How to achieve just, equitable food systems where more people do not only have enough to eat but have nutritious food was the central question food experts sought to answer at the one day ‘Resetting the Food System from Farm to Fork’. The international dialogue was co-hosted by the Barilla Centre for Food and Nutirition (BCFN) and Food Tank and forms a critical part of the discussions ahead of the 2021 UN Food Systems Summit.

“We should not be talking about food security in the world today but about food sovereignty, if we are seeking to end hunger and malnutrition,”  Zimbabwean organic farmer, Elizabeth Mpofu, told IPS. At her farm in Zimbabwe’s Masvingo Province she grows drought-tolerant sorghum and finger millet, cowpeas, groundnuts on ten hectares of land.

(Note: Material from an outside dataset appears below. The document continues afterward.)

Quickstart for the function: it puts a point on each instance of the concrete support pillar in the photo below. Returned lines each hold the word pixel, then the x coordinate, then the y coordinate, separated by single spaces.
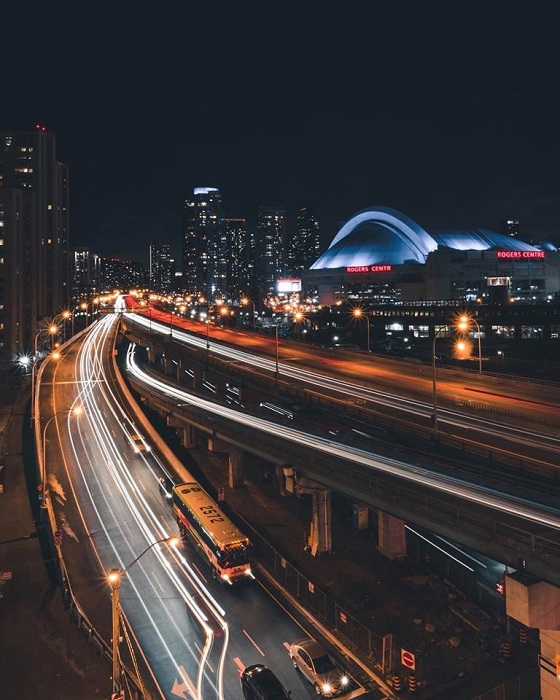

“Food sovereignty is about giving farmers control over how they grow food, what food they grow, what seeds they use and how they consume that food because it is food grown in a sustainable way,” said Mpofu. This is a subject close to her heart as she doubles as the general coordinator of the international peasant movement, La Via Campesina, which advocates for an agroecological approach to farming. The methodology promotes resilient and sustainable farming and food systems through agroecology, diversified health and nutritious food systems.

Guido Barilla, chairman of BCFN, said the Covid-19 pandemic had shown how interconnected we all are with each other and the planet.

“This crisis is the latest example of the increasing pressure and expectations being put on the world’s food system – not only to keep us all fed but to ensure we are all nourished and to do so while looking after the environment tackling the climate crisis and ensuring people’s livelihoods continue to be met,” Barilla said calling for a fundamental shift in attitude and making radical choices to build a transformative agenda for a sustainable and equitable future.

In Africa, land grabs have affected farmers and the agriculture sector.

Land grabs are some of the biggest injustices are farmers have faced, said Edie Mukiibi, vice president of Slow Food International. He advocated the building of a movement to ensure that farmers are recognised for their roles in food production and that agroecological approaches be prioritised.